Northern Border, Part 1
The 4,000 mile long U.S. / Canadian border has been described
as the longest undefended border in the world.
Relations with the government of Canada remain cordial.
Canadian citizens can cross into the U.S. at will, traveling and
vacationing without an official visa. Even living and working
in the U.S. poses little problem for the Canadian citizen; visa
requirements are very lenient for our "harmless" brothers
and sisters to the north.
Soon, any American citizen wishing to fly to or
from Canada and the United States will be required to present
a passport.
The Canadian border is guarded on its northern side
by the Canadian Mounties.
Anyone familiar with Canadian immigration policy
will tell you that Canada is an immigrant haven and one especially
desirable for those seeking some form of asylum.

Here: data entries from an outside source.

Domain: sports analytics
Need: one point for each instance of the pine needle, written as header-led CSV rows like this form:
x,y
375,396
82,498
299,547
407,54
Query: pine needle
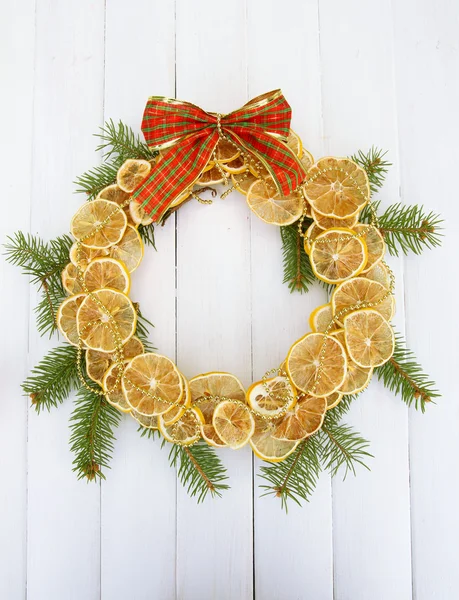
x,y
298,273
92,440
53,379
403,376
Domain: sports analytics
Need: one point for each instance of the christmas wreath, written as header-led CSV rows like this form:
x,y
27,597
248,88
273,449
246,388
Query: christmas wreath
x,y
331,233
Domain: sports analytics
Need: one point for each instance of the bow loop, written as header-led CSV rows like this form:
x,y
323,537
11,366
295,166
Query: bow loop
x,y
187,137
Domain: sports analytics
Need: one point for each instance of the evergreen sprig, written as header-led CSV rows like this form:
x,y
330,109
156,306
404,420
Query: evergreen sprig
x,y
298,273
404,376
375,165
43,262
199,470
52,380
92,439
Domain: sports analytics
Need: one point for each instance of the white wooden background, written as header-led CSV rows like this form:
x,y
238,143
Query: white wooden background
x,y
356,73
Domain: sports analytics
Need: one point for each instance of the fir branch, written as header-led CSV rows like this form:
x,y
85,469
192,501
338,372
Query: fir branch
x,y
403,376
43,262
298,273
52,380
92,424
375,165
296,477
96,179
341,446
119,140
409,229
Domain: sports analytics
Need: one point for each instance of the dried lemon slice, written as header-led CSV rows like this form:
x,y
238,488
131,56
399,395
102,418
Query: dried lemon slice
x,y
129,250
265,446
316,353
185,431
234,423
152,384
66,317
264,200
104,328
271,397
131,174
336,255
369,338
376,245
337,187
70,280
107,272
206,391
82,256
358,291
111,385
304,419
98,224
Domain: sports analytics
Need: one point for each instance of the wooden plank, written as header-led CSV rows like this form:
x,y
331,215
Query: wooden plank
x,y
63,513
139,495
371,518
426,67
299,544
214,543
16,71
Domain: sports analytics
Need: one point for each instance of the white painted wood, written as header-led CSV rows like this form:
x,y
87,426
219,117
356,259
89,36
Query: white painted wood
x,y
356,74
139,496
213,304
371,528
299,544
16,68
63,514
426,67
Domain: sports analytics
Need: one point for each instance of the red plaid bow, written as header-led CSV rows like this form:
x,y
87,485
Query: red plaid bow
x,y
190,136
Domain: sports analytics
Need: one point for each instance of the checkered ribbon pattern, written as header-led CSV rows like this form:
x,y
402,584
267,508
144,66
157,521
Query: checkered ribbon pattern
x,y
187,137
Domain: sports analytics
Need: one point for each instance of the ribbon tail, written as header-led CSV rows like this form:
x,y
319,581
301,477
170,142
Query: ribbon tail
x,y
176,172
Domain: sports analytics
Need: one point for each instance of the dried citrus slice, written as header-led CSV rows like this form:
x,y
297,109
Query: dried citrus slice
x,y
369,338
357,377
83,256
185,431
316,353
129,250
272,396
379,273
329,222
304,419
211,177
233,422
152,384
66,317
206,392
177,411
97,364
100,328
264,200
225,151
336,255
337,187
294,143
376,245
360,291
265,446
98,224
111,385
148,422
321,319
138,214
70,280
107,272
132,173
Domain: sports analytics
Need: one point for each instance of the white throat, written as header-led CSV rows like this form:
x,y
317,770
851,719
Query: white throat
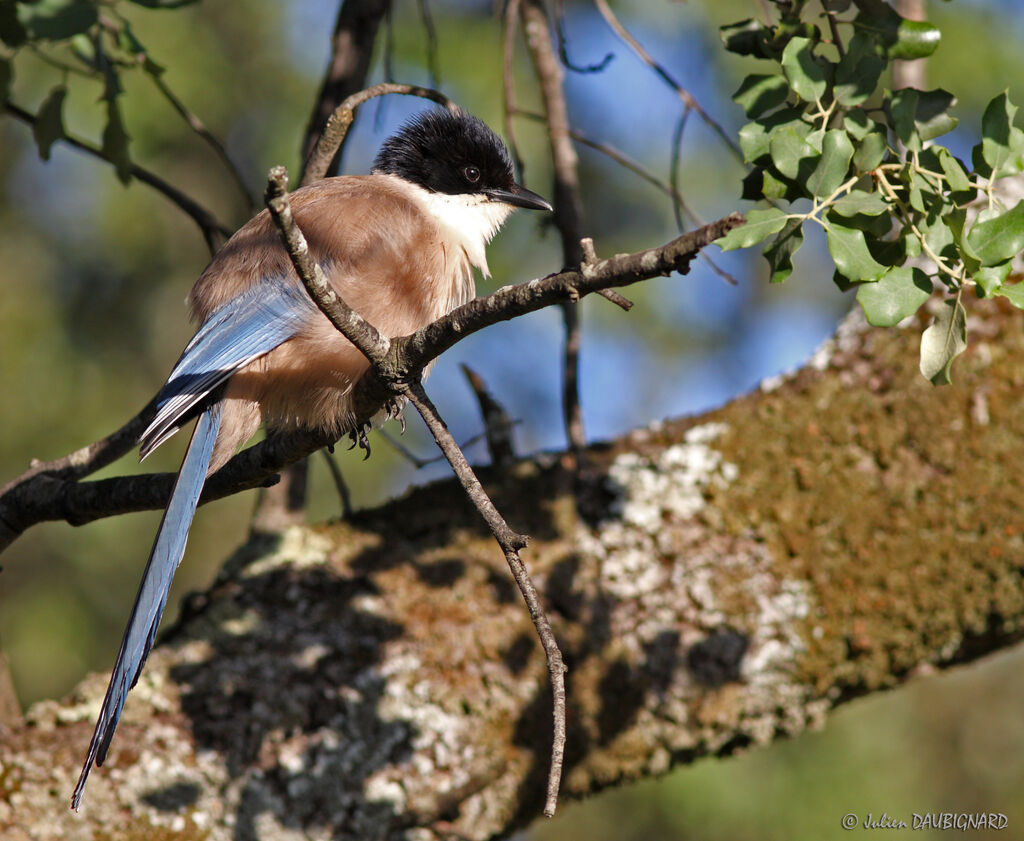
x,y
470,220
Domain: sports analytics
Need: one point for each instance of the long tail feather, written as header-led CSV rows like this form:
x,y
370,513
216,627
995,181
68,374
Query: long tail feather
x,y
167,551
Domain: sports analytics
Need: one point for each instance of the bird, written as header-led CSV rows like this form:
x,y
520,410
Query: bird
x,y
399,246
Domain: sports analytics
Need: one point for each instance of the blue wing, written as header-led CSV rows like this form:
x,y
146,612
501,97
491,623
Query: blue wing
x,y
232,336
236,334
167,551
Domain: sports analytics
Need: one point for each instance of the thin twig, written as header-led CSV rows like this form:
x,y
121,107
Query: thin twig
x,y
213,232
200,128
337,125
563,52
39,496
566,201
340,485
351,52
511,543
625,162
350,324
497,423
681,92
375,347
428,26
94,457
672,191
677,154
509,24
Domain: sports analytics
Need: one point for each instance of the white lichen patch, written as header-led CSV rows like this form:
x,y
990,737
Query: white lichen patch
x,y
672,576
648,493
299,547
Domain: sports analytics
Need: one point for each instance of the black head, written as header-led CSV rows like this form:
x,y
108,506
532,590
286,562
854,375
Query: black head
x,y
457,154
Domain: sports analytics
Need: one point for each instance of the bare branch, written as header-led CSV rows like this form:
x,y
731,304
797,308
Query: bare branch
x,y
510,543
497,423
563,52
568,208
509,23
685,96
213,232
431,31
351,51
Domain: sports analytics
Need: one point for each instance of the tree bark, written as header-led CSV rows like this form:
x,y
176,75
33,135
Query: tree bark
x,y
724,581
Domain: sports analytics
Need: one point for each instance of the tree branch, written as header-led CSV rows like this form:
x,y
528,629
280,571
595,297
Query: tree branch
x,y
351,51
568,208
37,496
684,95
377,678
338,123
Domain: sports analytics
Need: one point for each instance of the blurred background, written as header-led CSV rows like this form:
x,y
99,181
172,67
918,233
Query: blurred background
x,y
93,276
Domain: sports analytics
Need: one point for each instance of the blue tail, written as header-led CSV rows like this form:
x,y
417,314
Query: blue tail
x,y
164,559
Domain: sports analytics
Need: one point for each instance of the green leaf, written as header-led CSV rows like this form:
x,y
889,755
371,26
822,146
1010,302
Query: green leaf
x,y
990,278
1003,142
756,136
858,72
115,142
758,94
56,19
954,171
6,74
895,295
914,39
833,166
955,220
870,152
1013,293
790,150
903,39
939,237
779,253
915,190
48,127
760,225
858,202
998,238
849,250
921,115
932,117
857,124
745,38
807,78
11,31
942,342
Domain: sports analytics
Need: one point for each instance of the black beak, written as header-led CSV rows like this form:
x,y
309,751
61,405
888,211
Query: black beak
x,y
520,197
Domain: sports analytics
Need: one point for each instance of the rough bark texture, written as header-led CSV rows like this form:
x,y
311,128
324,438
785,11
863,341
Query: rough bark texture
x,y
736,577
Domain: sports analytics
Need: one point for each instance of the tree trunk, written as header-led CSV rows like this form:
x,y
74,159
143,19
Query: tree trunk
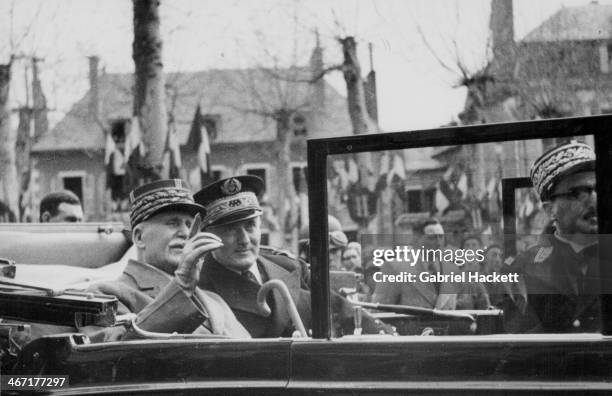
x,y
9,194
359,118
23,160
149,89
287,210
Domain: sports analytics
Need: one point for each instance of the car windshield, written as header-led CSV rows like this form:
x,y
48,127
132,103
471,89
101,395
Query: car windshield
x,y
419,234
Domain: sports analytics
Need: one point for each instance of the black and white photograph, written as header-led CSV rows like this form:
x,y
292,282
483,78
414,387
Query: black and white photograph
x,y
305,197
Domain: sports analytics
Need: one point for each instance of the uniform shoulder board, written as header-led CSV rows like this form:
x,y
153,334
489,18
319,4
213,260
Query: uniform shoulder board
x,y
276,252
543,253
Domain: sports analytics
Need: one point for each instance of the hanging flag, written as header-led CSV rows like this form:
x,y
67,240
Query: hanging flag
x,y
204,153
133,140
109,148
199,140
353,171
397,169
462,185
173,149
440,200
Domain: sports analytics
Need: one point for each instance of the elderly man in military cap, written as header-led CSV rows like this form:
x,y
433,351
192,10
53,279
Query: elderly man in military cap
x,y
237,270
160,286
561,272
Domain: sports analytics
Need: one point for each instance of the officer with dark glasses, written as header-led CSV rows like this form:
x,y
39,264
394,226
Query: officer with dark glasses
x,y
561,272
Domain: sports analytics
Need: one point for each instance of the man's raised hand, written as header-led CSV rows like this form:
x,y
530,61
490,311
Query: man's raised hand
x,y
198,244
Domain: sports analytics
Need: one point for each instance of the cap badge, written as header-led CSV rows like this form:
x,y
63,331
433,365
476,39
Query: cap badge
x,y
231,186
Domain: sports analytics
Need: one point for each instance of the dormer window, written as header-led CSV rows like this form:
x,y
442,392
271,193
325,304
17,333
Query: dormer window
x,y
212,123
605,57
298,124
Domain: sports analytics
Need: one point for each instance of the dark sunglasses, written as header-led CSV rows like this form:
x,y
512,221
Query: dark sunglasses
x,y
577,193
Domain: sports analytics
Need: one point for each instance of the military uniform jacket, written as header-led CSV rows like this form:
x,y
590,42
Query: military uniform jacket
x,y
241,294
163,306
416,294
562,288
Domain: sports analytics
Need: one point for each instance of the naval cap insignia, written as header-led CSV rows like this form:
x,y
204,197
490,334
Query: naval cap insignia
x,y
231,186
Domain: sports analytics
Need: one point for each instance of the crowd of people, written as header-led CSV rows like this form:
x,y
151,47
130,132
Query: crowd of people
x,y
558,274
199,264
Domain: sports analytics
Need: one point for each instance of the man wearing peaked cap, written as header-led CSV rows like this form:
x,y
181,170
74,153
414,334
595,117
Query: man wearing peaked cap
x,y
160,286
237,270
561,272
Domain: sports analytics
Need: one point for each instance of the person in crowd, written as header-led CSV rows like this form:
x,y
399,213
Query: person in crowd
x,y
61,207
160,286
472,295
237,270
420,294
561,273
493,263
351,257
337,243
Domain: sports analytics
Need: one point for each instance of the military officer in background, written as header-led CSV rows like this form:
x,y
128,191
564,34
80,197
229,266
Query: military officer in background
x,y
237,270
561,273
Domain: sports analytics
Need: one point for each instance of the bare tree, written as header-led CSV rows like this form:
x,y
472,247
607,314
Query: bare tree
x,y
8,140
149,87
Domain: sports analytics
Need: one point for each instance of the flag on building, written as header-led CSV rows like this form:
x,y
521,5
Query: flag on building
x,y
199,139
173,150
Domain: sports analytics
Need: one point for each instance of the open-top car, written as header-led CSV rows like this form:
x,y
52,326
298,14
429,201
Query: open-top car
x,y
380,187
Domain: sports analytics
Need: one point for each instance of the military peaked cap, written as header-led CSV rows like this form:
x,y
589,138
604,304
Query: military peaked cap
x,y
560,162
230,200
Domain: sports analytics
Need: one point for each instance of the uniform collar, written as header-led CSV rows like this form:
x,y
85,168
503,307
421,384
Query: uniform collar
x,y
253,270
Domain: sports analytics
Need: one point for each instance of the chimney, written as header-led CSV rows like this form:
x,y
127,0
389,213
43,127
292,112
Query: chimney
x,y
370,88
94,89
501,26
316,70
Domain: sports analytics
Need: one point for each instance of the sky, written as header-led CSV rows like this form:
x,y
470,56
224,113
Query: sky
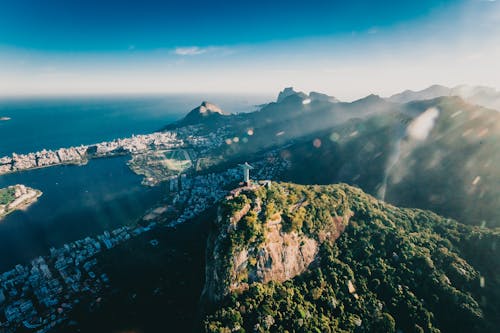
x,y
348,49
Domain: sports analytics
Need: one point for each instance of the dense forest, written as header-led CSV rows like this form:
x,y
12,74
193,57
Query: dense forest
x,y
390,269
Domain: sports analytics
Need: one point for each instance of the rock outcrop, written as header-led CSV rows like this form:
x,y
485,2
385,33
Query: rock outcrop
x,y
252,244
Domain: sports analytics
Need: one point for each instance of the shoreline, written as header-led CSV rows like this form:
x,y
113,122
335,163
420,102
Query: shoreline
x,y
27,197
82,154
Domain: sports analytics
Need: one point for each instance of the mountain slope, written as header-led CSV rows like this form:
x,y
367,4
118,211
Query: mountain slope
x,y
439,154
389,269
484,96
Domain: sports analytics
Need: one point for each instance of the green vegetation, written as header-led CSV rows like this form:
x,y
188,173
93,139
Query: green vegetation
x,y
6,195
390,269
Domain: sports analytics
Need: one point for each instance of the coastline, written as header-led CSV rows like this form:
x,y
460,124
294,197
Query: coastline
x,y
24,197
82,154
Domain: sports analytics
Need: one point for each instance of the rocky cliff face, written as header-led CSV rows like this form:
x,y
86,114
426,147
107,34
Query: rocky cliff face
x,y
254,241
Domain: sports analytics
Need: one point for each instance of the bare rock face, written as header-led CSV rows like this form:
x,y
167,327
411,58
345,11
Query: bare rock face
x,y
275,253
284,256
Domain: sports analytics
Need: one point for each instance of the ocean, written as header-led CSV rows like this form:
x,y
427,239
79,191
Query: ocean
x,y
80,201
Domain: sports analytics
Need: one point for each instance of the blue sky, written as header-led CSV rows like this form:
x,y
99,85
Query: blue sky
x,y
346,48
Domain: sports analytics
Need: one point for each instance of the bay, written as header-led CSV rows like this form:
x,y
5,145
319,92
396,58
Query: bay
x,y
80,201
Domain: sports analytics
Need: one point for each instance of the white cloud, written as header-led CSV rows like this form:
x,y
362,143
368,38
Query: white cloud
x,y
420,128
190,51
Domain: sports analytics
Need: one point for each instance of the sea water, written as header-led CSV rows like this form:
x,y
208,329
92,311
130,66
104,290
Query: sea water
x,y
80,201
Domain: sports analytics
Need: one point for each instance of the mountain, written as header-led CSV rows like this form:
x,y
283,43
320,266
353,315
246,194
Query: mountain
x,y
316,96
438,154
206,113
333,259
431,92
289,91
480,95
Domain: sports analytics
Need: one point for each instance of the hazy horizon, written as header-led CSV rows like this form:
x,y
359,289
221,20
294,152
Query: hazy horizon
x,y
345,50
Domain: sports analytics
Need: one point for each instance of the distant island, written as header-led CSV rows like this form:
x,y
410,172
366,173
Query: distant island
x,y
16,197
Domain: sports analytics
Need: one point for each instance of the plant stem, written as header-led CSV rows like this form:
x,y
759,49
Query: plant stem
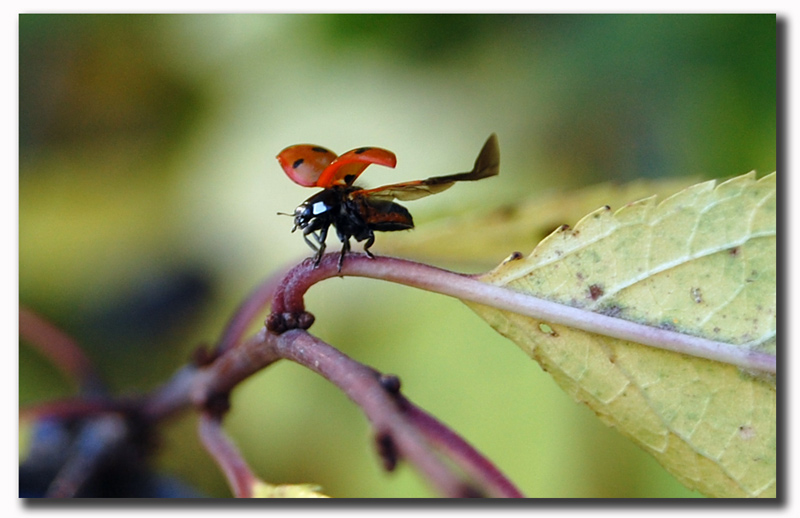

Permanent resident
status in Canada is easy to obtain even for individuals from countries
strongly suspected of supporting organized terrorism. For instance,
former Montreal, Canada resident Ahmed Ressam was an Algerian-born
Al-Qaida operative who was arrested by U.S. Immigration Inspectors
in 1999 while he attempting to bring a carload of explosives into
the United States. His intended target was the Los Angeles International
Airport. Ressam was only caught because he attempted to smuggle
his explosives through a port-of-entry. Had he been thinking,
he would have slipped across the border just a few miles to either
side of the port-of-entry and exploited the biggest weakness in
all of U.S. homeland security.
Before September 11th 2001, the U.S. government
had a only 350 Border Patrol agents along the entire Canadian
border. After September 11th, Washington awoke to Canada’s
liberal immigration policy and that its lack of border enforcement
was a recipe for disaster. The policy-makers at the Department
of Homeland Security tripled the number of Border Patrol agents
assigned to protect our northern flank. We now have in approximately
1,000 agents along our 4,000 mile northern frontier.